Both developments come in the wake of belligerent rhetoric from Maseru, reported in the Basotho media last week.

Notably, a leader of the biggest party in Parliament, the Democratic Congress (DC), threatened that if Prime Minister Tom Thabane, who heads a coalition of minority parties, persisted with his plan to replace the country's military commander, "the atrocities and bloodbath that will befall this country will completely dwarf those of 1970."

The man who made the threat, DC executive member Tlohang Sekhamane, was referring to the coup which ended democracy four years after independence. It was not restored until 1993.

Despite winning the largest number of seats in Parliament in the 2012 election, the DC was sidelined by a coalition comprising Thabane's All Basotho Convention, Deputy Prime Minister Mothetjoa Metsing's Lesotho Congress for Democracy (LCD) and the Basotho National Party (BNP) led by Chief Thesele 'Maseribane.

However, the LCD has fallen out with Thabane over his perceived lack of consultation and Thabane fled the country at the end of last month after the army commander, Lieutenant General Tlali Kamoli, sent troops to take over police facilities in Maseru.

Regional leaders brokered a deal including Thabane's return under South African protection, but the parties are now deadlocked over the way ahead:

Thabane has fired Kamoli but he refuses to step down, backed by both the DC and the BNP, according to reports in the Basotho media.

The regional deal provided for Parliament, which Thabane suspended in June, to reconvene on September 19, but Thabane and 'Maseribane are resisting this, saying control of the military needs to be resolved first.

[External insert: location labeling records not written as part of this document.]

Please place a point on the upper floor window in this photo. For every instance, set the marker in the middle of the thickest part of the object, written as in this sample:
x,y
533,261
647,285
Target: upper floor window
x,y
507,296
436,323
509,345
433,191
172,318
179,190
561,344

If Parliament is reconvened, Thabane faces the possibility of being ousted by a new coalition comprising the DC and the LCD and led by the immediate past prime minister, Pakalitha Mosisili.

The LCD's acting secretary-general, Tšeliso Mokhosi, has been quoted by the Lesotho Times as insisting the Parliament should be reopened. "As far as we are concerned, there is no reason not to open Parliament on September 19 as agreed unless the ABC and BNP want to continue playing games and defying regional commitments they would have agreed to," he said.

Both the Lesotho Times and Public Eye News reported Sekhamane at a party news conference as accusing Thabane of entrenching himself in power by taking control of all the country's institutions of government.

Sekhamane reportedly continued: "In fact, if he [PM Thabane] succeeds in his current bid to replace Lieutenant General Kennedy Tlali Kamoli with Brigadier Maaparankoe Mahao, then cry the beloved country...

"General Kamoli is quite literally and without exaggeration, the last thread by which Lesotho's democracy is hanging. Mark our words."

The Times reported that the stalemate over the leadership of the Lesotho Defence Force "has ... left many Basotho fearing for their safety, with many opting to vacate their workplaces early to be indoors at their homes. Some businesses have also been closing early due to security concerns."

Correction: An earlier version of this report incorrectly stated the name of PM Thabane's All Basotho Convention.